“There are things known and there are things unknown, and in between are the doors of perception.”
– uncertain origin*
*Commonly attributed to Aldous Huxley.
This quote does not actually appear in Huxley’s work but is often assumed to originate from his book, The Doors of Perception (1954). The Doors of Perception is a philosophical essay reflecting on the experience of taking mescaline, titled in reference to a statement from William Blake: “If the doors of perception were cleansed, everything would appear to man as it is, infinite.” (The Marriage of Heaven and Hell, 1790).

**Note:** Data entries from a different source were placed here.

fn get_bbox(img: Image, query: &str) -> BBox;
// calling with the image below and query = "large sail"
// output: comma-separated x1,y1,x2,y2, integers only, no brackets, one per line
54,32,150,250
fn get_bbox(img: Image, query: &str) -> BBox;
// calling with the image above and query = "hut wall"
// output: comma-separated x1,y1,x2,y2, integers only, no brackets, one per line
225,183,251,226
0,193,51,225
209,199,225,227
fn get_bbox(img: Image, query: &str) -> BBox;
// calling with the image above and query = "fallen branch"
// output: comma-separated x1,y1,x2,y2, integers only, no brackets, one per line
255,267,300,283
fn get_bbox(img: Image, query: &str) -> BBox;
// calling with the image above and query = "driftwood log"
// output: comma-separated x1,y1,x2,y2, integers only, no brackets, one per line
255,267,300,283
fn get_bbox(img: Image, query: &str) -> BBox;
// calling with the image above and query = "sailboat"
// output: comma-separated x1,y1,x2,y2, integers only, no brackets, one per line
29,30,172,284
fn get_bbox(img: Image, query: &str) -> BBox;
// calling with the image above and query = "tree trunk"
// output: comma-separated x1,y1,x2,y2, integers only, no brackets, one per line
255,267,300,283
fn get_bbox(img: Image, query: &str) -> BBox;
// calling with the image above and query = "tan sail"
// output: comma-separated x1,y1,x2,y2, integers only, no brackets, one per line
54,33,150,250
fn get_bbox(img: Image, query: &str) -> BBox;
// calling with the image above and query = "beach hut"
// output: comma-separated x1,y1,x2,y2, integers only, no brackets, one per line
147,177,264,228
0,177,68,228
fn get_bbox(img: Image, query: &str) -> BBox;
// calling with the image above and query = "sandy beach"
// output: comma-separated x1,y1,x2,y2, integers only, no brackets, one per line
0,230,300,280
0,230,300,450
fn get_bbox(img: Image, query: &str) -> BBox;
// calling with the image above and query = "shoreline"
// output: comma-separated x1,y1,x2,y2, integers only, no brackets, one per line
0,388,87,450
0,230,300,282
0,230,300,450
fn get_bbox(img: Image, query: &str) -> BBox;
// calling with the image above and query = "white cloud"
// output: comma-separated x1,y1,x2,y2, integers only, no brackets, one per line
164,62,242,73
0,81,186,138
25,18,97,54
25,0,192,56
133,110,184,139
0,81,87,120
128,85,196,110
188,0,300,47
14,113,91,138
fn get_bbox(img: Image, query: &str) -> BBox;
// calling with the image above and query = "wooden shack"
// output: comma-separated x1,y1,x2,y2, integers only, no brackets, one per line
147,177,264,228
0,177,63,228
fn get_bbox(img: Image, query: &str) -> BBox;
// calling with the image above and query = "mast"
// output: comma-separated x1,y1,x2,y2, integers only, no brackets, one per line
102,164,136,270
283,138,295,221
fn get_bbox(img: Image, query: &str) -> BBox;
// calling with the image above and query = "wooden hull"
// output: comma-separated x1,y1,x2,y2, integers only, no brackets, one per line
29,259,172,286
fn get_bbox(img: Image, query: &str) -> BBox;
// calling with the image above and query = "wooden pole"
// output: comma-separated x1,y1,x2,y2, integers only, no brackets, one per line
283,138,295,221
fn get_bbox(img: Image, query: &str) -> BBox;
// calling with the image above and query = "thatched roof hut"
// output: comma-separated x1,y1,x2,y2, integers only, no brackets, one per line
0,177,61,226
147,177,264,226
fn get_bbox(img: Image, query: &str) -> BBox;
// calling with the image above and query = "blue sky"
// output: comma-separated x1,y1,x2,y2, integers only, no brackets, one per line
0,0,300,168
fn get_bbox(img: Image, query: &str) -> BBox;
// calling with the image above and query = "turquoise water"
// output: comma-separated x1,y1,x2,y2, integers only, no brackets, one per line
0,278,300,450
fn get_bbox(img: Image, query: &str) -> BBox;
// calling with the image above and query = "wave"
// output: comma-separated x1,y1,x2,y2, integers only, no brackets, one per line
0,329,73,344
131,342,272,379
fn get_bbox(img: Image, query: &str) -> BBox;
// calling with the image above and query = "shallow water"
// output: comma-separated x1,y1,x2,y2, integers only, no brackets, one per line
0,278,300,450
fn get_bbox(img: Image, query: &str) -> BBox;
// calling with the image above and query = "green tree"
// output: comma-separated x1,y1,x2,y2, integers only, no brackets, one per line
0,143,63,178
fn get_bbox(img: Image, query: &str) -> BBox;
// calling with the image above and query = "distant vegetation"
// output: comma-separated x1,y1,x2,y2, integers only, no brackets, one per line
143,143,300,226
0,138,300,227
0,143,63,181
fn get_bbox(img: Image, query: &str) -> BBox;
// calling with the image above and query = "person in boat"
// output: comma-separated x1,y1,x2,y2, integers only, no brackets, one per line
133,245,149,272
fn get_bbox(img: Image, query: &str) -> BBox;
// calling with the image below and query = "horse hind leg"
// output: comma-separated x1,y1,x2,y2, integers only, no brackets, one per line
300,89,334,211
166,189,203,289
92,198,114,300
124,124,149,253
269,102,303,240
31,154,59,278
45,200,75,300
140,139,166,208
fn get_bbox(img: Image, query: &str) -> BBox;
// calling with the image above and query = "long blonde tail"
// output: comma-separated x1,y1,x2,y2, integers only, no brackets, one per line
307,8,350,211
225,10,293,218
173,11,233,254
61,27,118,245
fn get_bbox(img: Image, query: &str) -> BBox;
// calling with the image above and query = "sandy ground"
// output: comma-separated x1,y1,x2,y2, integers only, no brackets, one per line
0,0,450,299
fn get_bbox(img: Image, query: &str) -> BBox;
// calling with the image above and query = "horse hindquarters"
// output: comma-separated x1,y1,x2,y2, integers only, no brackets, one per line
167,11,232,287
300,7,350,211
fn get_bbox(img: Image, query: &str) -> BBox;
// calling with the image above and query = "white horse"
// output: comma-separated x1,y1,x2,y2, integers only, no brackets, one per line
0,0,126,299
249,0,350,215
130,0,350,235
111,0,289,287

The American rock band The Doors was named in reference to Huxley’s book. The quote above has also sometimes been attributed to co-founding band members Jim Morrison and Ray Manzarek, although it was likely abbreviated from a comment made by Manzarek in an interview for Newsweek: “There are things you know about,” says 25-year-old Manzarek, whose specialty is playing the organ with one hand and the bass piano with the other, “and things you don’t, the known and the unknown, and in between are the doors – that’s us. We’re saying that you’re not only spirit, you’re also this very sensuous being. That’s not evil, that’s a really beautiful thing. Hell appears so much more fascinating and bizarre than heaven. You have to ‘break on through to the other side’ to become the whole being.” (Newsweek, 1967, This Way to Egress)
It is unclear who rephrased Manzarek’s statement into the wording displayed above, or why this quote is most often attributed to Huxley despite not appearing in his published work. This is one of those things unknown.